And then you can do some interesting things, like take these kittens and say minus ball plus box, you get kittens in the box. If you take this particular image and say minus box plus ball, you get kittens in the ball. Except for this thing, that's a duck. So you can get these interesting representations.

Of course, these are all fun things to look at, but they don't really mean much, because we're not specifically optimizing for those things. Now let me spend some time also talking about another class of models. These are known as Helmholtz machines and variational autoencoders. These are the models that have been popping up in our community in the last two years.

So what is a Helmholtz machine? A Helmholtz machine was developed back in '95, and it was developed by Hinton and Peter Dayan and Brendan Frey and Radford Neal. And it has this particular architecture. You have a generative process, so given some latent state, you just-- it's a neural network, it's a stochastic neural network that generates the input data.

And then you have so-called approximate inference step, which is to say, given the data, infer approximately what the latent states should look like. And again, it was developed in '95. There's something that's called wake-sleep algorithm, and it never worked. Basically, people just said, it just doesn't work. And then we started looking at restricted-bolt machines and Boltz machines, because they're working a little bit better.

And then two years ago, people figured out how to make them work. And so now, 10 years later, I'm going to show you the trick. Now, these models are actually working pretty well. The difference between Helmholtz machines and deep-bolt machines is very subtle. They almost look identical. The big difference between the two is that in Helmholtz machines, you have a generative process that generates the data, and you have a separate recognition model that tries to recognize what you're seeing in the data.

So you can think of this Q function as a convolutional neural network, given the data, tries to figure out what the features should look like. And then there's a generative model, given the features, it generates the data. Boltzmann machine is sort of similar class of models, but it has undirected connections.

So you can think of it as generative and recognition connections are the same. So it's sort of a system that tries to reach some equilibrium state when you're running it. So the semantics is a little bit different between these two models. So what is a variational autoencoder? A variational encoder is a Helmholtz machine.

It defines a generative process in terms of sampling through cascades of stochastic layers. And if you look at it, there's just a bunch of conditional probability distributions that you're defining, so you can generate the data. So theta here will denote the parameters of the variational autoencoders. You have a number of stochastic layers.

And sampling from these conditional probability distributions, we're assuming that we can do it. It's attractable. It has to be attractable. But the innovation here is that every single conditional probability can actually be a very complicated function. It can denote a nonlinear-- you can model nonlinear relationships. It can be a multilayer nonlinear neural network, deterministic neural network.
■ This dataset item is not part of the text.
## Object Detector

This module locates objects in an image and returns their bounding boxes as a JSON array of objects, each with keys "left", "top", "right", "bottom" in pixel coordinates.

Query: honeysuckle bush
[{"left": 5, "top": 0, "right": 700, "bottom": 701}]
So it becomes fairly powerful. Here's an example of I have a stochastic layer. You have a deterministic layer. You have a stochastic layer, and then you generate the data. So you can introduce these nonlinearities into these models. And this conditional probability would denote a one-layer neural network. Now I'll show you some examples, but maybe I can just give you a little intuition behind what these equations do.

In a lot of these kinds of models, learning is very hard to do. And there's a class of models called variational learning. And what the variational learning is trying to do is basically trying to do the following. Well, I want to maximize the probability of the data that I observe, but I cannot do it directly.

So instead, what I'm going to do is I'm going to maximize the so-called variational low bound, which is this term here. And it's effectively saying, well, if I take the log of expectation, I can take the log and push it inside. And it turns out just logistically, working in this representation is much easier than working in this representation.

If you go a little bit through the math, it turns out that you can actually optimize this variational bound, but you can't really optimize this particular likelihood objective. It's a little bit surprising for those of you who haven't seen variational learning how it's done. But this one little trick, this one little so-called Jensen's inequality actually allows you to solve a lot of problems.

And the other way to write the lower bound is to say, well, there is a log likelihood function and something that's called KL divergence, which is the distance between your approximating distribution Q, which is your recognition model, and the truth. The truth in these models would be the true posterior according to your model.

And it's hard to optimize these kinds of models in general. You're trying to optimize your generative model, you're trying to optimize your recognition model. And back in '95, Hinton and his students basically, they developed this wake-sleep algorithm that was a bunch of different things put together, but it was never quite the right algorithm because it wasn't really optimizing anything.

It was just a bunch of things alternating. But in 2014, there was a beautiful trick introduced by Kingman and Welling, and there was a few other groups that came up with the same trick called reparameterization trick. So let me show you what reparameterization trick does intuitively. So let's say your recognition distribution is a Gaussian.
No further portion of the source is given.